Benzodiazepine Toxicity

Objectives

To guide the management of patients with benzodiazepine overdose in the deployed environment.

Scope

This guideline describes the management of patients with suspected benzodiazepine toxicity in a forward medical context or deployed Emergency Department. It should not be used in the Firm Base or when access is available to TOXBASE® is available.

Audience

This guideline is intended for the use of registered healthcare professionals fulfilling a general role in a forward medical location or in an Emergency Department on deployed operations.

Initial Assessment & Management

Toxicity (overdose) from benzodiazepines may result from medical administration (iatrogenic) or from illicit drug use. Check the toxicity of the dose ingested using the table in accordion content.

Patients who are symptomatic will require further assessment and management. 

Asymptomatic patients who have ingested a potentially toxic dose should be observed for a least 4 hours after exposure. Patients who remain asymptomatic after this time can be considered for discharge. Asymptomatic adult patients who have accidentally ingested a sub-toxic dose do not require further assessment. 

This does not apply to patients who have been exposed as a result of self-harm and who will require a mental health assessment irrespective of symptoms, nor to children who should be assessed and observed for a minimum of 4 hours, regardless of symptoms or exposed dose. 

If there is uncertainty as to the specific drug or the source of the drug is unclear the patient should be assessed and observed.

Consider prompt treatment with activated charcoal if available (50 g for adults; 1 g/kg for children) if the patient presents within 1 hour of ingestion of a toxic dose.

 

Symptoms and signs

Key features: reduced consciousness, respiratory depression, hypotension, bradycardia.

Airway:

  • Progressive loss of protective reflexes
  • Airway obstruction

Breathing:

  • Reduced respiratory rate
  • Hypercapnia
  • Hypoxia

Circulation:

  • Hypotension
  • Bradycardia

Disability:

  • Reduced consciousness
  • Coma
  • Nystagmus

Ataxia

Exposure:

  • Hypothermia
     

Co-ingestion of alcohol and other central nervous system depressants potentiates the effects of benzodiazepines and can increase toxicity. 

 

Management 

Monitor vital signs and cardiac rhythm. 

Maintain airway and provide ventilatory support with bag valve mask if required.

Given supplemental oxygen to maintain saturations >92%. 

Treat hypotension by administering IV fluids. 

If bradycardia is noted, following standard protocols as per Bradycardia CGO (link to follow).

Flumazenil should NOT be routinely used to treat benzodiazepine overdose due to the risk of precipitating seizures.
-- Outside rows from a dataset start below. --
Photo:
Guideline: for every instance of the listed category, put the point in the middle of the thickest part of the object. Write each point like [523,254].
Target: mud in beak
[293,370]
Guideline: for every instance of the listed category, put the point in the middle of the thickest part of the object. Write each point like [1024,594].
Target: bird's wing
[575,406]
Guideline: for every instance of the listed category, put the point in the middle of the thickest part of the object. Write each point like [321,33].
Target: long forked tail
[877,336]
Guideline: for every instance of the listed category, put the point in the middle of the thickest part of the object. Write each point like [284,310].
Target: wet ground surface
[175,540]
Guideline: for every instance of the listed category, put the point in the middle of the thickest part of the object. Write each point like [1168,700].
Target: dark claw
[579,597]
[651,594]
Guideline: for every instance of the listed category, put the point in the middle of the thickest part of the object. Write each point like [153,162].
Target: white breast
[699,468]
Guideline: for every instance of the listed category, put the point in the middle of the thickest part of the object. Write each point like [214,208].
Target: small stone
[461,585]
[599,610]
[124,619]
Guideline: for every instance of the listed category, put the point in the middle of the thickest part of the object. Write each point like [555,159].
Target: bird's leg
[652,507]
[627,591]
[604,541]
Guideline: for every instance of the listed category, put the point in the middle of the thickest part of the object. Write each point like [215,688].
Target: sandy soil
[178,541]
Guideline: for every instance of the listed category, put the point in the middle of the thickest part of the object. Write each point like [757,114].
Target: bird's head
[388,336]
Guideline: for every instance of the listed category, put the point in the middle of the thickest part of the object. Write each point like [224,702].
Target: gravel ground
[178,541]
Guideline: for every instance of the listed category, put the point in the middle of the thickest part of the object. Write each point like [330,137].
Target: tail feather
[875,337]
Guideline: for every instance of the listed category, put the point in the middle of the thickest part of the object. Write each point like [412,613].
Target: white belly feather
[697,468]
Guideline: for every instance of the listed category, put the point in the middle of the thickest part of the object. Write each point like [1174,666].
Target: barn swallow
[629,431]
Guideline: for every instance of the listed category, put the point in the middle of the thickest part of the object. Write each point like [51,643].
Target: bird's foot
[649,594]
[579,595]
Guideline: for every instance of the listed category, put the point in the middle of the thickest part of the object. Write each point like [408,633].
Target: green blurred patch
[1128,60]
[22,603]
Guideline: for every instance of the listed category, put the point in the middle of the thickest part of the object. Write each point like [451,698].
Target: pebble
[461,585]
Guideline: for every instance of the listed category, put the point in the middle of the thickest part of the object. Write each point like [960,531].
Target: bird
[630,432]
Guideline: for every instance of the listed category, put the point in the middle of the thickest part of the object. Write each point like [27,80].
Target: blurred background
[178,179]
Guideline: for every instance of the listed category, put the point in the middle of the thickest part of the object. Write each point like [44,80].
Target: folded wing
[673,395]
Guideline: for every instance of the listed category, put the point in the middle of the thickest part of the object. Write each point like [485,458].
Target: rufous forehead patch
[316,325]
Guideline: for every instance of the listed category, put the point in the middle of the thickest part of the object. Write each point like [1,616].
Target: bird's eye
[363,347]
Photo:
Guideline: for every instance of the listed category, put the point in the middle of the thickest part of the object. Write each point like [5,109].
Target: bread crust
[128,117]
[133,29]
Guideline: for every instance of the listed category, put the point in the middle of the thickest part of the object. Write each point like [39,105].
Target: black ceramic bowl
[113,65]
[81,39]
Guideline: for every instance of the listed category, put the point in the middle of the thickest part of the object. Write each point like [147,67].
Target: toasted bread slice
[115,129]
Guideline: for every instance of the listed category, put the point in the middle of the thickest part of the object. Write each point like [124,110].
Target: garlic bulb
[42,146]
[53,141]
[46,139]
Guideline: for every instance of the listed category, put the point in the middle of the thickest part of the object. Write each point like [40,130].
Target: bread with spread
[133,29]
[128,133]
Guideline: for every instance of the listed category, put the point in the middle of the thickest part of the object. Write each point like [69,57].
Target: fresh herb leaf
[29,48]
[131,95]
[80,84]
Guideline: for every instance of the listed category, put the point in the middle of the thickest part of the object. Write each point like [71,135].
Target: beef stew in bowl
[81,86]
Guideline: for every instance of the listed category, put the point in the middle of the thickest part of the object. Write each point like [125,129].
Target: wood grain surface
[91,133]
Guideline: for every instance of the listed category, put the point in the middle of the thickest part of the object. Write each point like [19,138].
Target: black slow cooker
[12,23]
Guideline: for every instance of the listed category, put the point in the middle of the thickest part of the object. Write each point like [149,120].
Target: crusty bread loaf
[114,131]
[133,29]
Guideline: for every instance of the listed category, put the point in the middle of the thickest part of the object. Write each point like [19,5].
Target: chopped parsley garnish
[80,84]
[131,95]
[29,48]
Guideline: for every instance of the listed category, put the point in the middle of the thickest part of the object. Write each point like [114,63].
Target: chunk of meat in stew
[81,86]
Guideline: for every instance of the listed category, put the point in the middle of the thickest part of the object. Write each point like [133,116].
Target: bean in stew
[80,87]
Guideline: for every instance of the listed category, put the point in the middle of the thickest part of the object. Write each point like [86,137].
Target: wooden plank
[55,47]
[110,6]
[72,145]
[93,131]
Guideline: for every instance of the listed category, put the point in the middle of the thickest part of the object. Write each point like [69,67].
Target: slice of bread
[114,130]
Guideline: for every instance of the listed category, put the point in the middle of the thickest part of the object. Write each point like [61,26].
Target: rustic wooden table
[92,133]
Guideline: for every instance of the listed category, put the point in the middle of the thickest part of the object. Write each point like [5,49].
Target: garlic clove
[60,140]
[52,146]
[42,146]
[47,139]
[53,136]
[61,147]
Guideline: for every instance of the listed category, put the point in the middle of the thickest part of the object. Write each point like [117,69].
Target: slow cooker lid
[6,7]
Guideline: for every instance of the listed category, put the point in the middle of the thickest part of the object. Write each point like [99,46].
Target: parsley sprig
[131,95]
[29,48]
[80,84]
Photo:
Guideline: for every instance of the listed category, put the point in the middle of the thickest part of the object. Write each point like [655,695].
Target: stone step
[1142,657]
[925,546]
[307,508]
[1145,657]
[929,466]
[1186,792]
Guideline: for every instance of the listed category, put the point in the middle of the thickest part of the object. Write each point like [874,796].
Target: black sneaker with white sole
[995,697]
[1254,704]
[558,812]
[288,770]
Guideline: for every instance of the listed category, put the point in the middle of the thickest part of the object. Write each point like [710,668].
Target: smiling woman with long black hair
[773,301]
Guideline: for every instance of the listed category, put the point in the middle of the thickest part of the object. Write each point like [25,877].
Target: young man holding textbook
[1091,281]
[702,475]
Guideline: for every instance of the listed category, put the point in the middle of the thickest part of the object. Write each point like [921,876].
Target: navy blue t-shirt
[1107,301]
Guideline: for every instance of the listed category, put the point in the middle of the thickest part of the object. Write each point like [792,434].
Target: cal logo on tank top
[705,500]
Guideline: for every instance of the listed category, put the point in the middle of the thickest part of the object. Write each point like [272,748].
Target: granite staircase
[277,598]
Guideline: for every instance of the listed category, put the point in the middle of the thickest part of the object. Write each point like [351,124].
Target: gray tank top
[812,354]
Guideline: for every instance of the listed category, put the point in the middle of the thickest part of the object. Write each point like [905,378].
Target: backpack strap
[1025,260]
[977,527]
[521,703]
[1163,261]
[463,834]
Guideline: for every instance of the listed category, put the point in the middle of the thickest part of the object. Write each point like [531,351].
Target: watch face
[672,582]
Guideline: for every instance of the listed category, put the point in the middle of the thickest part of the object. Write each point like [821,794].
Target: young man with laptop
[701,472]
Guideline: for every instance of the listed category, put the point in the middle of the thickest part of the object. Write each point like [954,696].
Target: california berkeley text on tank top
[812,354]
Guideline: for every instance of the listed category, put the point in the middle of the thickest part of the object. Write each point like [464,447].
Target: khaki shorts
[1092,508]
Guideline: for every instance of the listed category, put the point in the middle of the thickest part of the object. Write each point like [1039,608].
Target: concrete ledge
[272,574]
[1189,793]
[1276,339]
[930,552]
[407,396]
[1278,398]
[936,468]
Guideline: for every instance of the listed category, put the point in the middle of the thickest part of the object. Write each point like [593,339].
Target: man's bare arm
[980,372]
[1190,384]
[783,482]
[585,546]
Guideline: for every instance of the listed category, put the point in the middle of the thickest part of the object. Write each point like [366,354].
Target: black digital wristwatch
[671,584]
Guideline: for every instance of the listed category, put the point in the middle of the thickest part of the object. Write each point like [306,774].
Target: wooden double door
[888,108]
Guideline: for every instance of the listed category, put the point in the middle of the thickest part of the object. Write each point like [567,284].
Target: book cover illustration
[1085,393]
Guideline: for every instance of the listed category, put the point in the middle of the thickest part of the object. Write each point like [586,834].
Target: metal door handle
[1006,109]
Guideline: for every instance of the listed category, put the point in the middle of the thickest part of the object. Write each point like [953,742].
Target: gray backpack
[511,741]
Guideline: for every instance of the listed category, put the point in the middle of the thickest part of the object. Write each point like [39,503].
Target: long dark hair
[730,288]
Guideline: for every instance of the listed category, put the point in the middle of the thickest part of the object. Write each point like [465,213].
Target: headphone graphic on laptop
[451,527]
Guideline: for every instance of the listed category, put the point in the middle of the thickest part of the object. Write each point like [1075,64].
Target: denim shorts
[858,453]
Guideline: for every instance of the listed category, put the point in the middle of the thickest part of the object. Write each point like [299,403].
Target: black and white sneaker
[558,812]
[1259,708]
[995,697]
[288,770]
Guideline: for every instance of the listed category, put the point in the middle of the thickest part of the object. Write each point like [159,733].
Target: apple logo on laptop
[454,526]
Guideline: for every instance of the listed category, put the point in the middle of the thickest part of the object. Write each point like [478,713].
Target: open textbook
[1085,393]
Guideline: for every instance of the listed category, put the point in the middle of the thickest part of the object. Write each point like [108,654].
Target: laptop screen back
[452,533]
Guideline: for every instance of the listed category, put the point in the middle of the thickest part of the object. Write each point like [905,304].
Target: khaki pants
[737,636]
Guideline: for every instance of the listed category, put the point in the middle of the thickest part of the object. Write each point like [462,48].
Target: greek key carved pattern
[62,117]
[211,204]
See below for detail.

Advanced Assessment & Management

Supportive care will follow the same principles outlined above, noting that intubation and mechanical ventilation may be required.

In patients who have ingested a potentially toxic dose or who experience features of toxicity:

Monitor for ECG changes. Transient first and second degree heart blocks may occur; if QT prolongation is seen then ensure hypoxia and acidosis are being treated, check and correct potassium, calcium, and administer magnesium (2g IV over 10-15 minutes).

Check bloods - including FBC, U&Es and LFTs. Seek expert advice via reach back if results are deranged. Additionally monitor CK in patients with prolonged loss of consciousness.

Prolonged Casualty Care

Casualties requiring supportive care following benzodiazepine overdose are likely to require evacuation to a facility equipped to provide critical care if needed. If this is impossible then continue supportive care in situ.

Paediatric Considerations

Although asymptomatic adult patients who have accidentally ingested a sub-toxic dose do not require further assessment, all children should be assessed and observed regardless of symptoms or exposed dose. 

Benzodiazepine Toxic Doses

Drug Potentially Toxic Dose
Alprazolam 0.05 mg/kg
Bromazepam 0.7 mg/kg
Chlordiazepoxide 2 mg/kg
Clobazam 1.5 mg/kg
Clonazepam 0.6 mg/kg
Clorazepate dipotassium 1 mg/kg
Diazepam 0.7 mg/kg
Estazolam 0.2 mg/kg
Etizolam 0.1 mg/kg
Flunitrazepam 0.05 mg/kg
Flurazepam 2 mg/kg
Imepitoin 30 mg/kg
Ketazolam 2 mg/kg
Loprazolam 0.07 mg/kg
Lorazepam 0.2 mg/kg
Lormetazepam 0.07 mg/kg
Medazepam 1.5 mg/kg
Midazolam 0.4 mg/kg
Nitrazepam 0.4 mg/kg
Oxazepam 3.5 mg/kg
Prazepam 2 mg/kg
Temazepam 1.5 mg/kg
Triazolam 0.02 mg/kg

 

Flumazenil

Flumazenil should not be routinely used to treat benzodiazepine overdose due to the risk of precipitating seizures.

Flumazenil should only be used in cases of inadvertent medicinal overdose of benzodiazepines. It should never be used to manage patients with suspected or confirmed mixed overdose.

Do not use flumazenil where there is a risk of seizures, including when benzodiazepines have been used to treat status epilepticus.

If used to treat inadvertent medicinal overdose of benzodiazepines, flumazenil should only be used at the lowest dose required to reverse ventilatory impairment. Full reversal of CNS depression should not be targeted. 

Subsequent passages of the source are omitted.